Ten mission files sit in a tasks folder. A wargames folder starts empty. SUCCESS.md holds my definition of properly war-gamed, and LEDGER.md logs every grade and every blocker, with placeholder variables wherever the model needs my input. One goal prompt has Fable draft all ten breadth first, fanning out parallel subagents to work the list at the same time. Then a loop grades every draft against the standard, red-teams the weakest, and patches what breaks until each one survives an honest attempt to kill it.

A million tokens later, the folder is full of blueprints. My list mixed a site rebuild, copy, a local AI stack sized to my exact machine, tax optimizations, a self-teaching chatbot, and an advisor council that splits work across Claude, Codex, and open models. Yours will look different, and that is the point. Turning a list like this into missions worth gaming is most of what we do in our AI workshops and bootcamps.
Final Notes from Mark
This is not rocket science. It is planning taken to its natural extreme, using the smartest model available to simulate the fight instead of renting it by the round. Fable 5 will be back, and when it returns you will have a war-gaming muscle that makes every capable model better. Spend the window banking judgment, not keystrokes.
Claude Fable 5 FAQs
Is Claude Fable 5 gone for good after July 8?
No. Fable 5 leaves the included subscription allowance on July 8, but Anthropic has said the change is not permanent. The model stays available through usage credits at API rates, and the company says it plans to bring it back into standard subscriptions once it has the capacity to support demand.
How much does Claude Fable 5 cost after it leaves subscriptions?
After July 8 you pay through separate usage credits at the published API rates, which are 10 dollars per million input tokens and 50 dollars per million output tokens. That is roughly five times the price of most frontier models, which is exactly why banking its judgment now beats renting its keystrokes later.
What is AI war-gaming?
AI war-gaming means asking a model to fight a project on paper instead of executing it. Every move states what you should observe if it worked, the most likely failure, the signal that failure gives off, and the counter-move. Forks get triggers, unresolved assumptions get flagged, and the file ends with abort conditions.
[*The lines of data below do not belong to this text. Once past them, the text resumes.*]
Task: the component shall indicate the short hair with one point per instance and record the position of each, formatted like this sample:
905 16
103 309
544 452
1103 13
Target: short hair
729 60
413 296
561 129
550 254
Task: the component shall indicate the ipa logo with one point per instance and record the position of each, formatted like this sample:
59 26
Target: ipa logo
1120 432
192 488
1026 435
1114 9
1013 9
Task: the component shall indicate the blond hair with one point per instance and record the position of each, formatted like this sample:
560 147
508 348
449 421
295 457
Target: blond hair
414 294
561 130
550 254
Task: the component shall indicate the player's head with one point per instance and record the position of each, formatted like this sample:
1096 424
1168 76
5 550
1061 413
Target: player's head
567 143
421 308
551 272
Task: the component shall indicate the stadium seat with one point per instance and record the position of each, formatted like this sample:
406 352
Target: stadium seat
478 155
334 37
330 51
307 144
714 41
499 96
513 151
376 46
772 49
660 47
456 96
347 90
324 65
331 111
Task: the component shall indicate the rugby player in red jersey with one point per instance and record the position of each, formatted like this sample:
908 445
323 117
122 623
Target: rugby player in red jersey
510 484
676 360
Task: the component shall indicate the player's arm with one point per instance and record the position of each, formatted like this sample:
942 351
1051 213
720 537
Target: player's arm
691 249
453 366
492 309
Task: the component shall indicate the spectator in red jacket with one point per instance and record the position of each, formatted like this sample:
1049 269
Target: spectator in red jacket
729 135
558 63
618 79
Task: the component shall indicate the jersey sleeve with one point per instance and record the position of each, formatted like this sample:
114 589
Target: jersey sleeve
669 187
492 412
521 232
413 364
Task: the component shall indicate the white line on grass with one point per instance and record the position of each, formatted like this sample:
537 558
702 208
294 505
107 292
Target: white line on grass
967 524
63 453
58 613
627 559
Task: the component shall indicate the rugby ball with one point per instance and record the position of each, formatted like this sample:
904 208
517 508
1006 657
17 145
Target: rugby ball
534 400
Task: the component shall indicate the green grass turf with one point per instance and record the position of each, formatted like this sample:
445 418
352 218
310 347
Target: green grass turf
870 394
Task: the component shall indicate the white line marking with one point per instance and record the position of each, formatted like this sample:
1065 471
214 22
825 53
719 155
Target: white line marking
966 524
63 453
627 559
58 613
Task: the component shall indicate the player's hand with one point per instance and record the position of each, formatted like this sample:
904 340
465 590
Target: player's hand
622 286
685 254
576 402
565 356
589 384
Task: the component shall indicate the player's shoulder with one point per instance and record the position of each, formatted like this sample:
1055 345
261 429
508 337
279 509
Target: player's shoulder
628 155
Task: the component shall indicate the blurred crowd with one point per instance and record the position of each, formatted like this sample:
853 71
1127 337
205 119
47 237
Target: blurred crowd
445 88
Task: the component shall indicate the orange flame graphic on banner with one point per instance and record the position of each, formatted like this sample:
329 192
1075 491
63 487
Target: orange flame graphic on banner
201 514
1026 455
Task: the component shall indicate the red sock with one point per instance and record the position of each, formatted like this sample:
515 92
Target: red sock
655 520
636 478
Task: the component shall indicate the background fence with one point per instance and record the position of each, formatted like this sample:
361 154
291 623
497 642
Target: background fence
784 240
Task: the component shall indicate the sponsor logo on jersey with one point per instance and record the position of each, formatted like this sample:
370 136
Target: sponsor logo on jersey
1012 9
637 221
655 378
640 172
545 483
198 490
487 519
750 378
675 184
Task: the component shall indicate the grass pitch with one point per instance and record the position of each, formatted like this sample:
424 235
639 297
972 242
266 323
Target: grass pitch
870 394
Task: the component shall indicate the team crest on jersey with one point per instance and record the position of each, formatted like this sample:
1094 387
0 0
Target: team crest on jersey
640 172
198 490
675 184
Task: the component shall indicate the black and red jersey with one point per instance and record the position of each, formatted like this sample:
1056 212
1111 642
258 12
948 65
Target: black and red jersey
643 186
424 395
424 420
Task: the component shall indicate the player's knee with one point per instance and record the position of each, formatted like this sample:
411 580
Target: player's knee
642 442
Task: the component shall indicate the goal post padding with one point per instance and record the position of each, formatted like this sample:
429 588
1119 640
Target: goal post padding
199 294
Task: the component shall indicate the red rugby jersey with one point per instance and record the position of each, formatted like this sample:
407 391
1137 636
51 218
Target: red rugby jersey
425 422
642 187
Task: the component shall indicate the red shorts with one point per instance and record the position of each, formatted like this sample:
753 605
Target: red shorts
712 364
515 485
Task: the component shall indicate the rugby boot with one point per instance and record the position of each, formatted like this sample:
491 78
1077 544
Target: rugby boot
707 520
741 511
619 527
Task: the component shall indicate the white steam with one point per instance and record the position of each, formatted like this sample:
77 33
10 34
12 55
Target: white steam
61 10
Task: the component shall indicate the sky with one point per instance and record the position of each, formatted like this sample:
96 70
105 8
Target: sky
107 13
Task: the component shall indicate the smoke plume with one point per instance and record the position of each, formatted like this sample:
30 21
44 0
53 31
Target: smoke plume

Why not just have Fable 5 build everything before the deadline?
Because you will run out of tokens with a pile of builds that are 80 percent done, and the last 20 percent is the hardest part to hand to a weaker model. A war game costs a fraction of a full build and leaves you a complete blueprint that any capable model can execute on your schedule.
Can cheaper models really execute a Claude Fable 5 war game?
Yes, and that is the whole point. Models like Opus 4.8, GPT 5.5, or a strong open-source model are solid executors that struggle with foresight. The war game hands them the foresight up front, every fork already mapped, so they execute with far fewer wrong turns than they would from a normal plan.